Re: [webcomponents] HTML Imports

On Mon, Oct 7, 2013 at 3:24 AM, James Graham <james@hoppipolla.co.uk> wrote:

> On 06/10/13 17:25, Dimitri Glazkov wrote:
>
>      And, if the script is executed against the global/window object of
>>     the main document, can and should you be able to access the imported
>>     document?
>>
>>
>> You can and you should. HTML Imports are effectively #include for the Web.
>>
>
> Yes, that sounds like a good description of the problem :) It is rather
> noticable that no one making programming languages today replicates the
> #include mechanism, and I think html-imports has some of the same design
> flaws that makes #include unpopular.
>
> I think authors will find it very hard to write code in an environment
> where simple functions like document.getElementById don't actually work on
> the document containing the script, but on some other document that they
> can't see.


It's true we are introducing something new, but this actually one of The
Good Parts. Imports are not the main document, they are satellite to the
main document. The main document maintains primacy, but your imports can
act on it. So far, we haven't really had any problems with developers on
this point.


> It also seems that the design requires you to be super careful about
> having side effects; if the author happens to have a non-idempotent action
> in a document that is imported, then things will break in the relatively
> uncommon case where a single document is imported more than once.
>

Can you give an example of a non-idempotent, potentially breaking action?

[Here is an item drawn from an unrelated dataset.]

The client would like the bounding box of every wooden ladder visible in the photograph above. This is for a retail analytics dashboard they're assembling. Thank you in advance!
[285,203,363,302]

> Overall it feels like html imports has been designed as an over general
> mechanism to address certain narrow use cases and, in so doing, has handed
> authors a footgun.


I guess I would instead suggest that generality of HTML Imports is due to
the group attempting to find a virtuous primitive, instead of a special
case.

For just one issue, look how much HTML becomes embedded in strings, or
hidden as comments, or other crazy hacks. We can import (relocatable!) CSS
and JS, why can we not import our most basic content?


> Whilst I don't doubt it is usable by the highly competent people who are
> working at the bleeding edge on polyfilling components, the rest of the
> population can't be expected to understand the implemetation details that
> seem to have led the design in this direction.


We created polyfills not as an end-in-itself, but as a way of making it
possible to test these concepts in the real world. The fact is, that one of
my team's mandates is to (try to) ensure that what comes out if this
process is actually useful for end-users. We're certainly open to criticism
on this point (or any point!), but it's basically upside-down to assume we
are focused on the technology more than the usability.


> I think it would be useful to go right back to use cases here and work out
> if we can't design something better.
>

Welcome to the discussion, we are grateful for your participation! Let's
keep up the discussion. In particular, it would be very helpful if you
could fill in some details on the foot-gun as described above.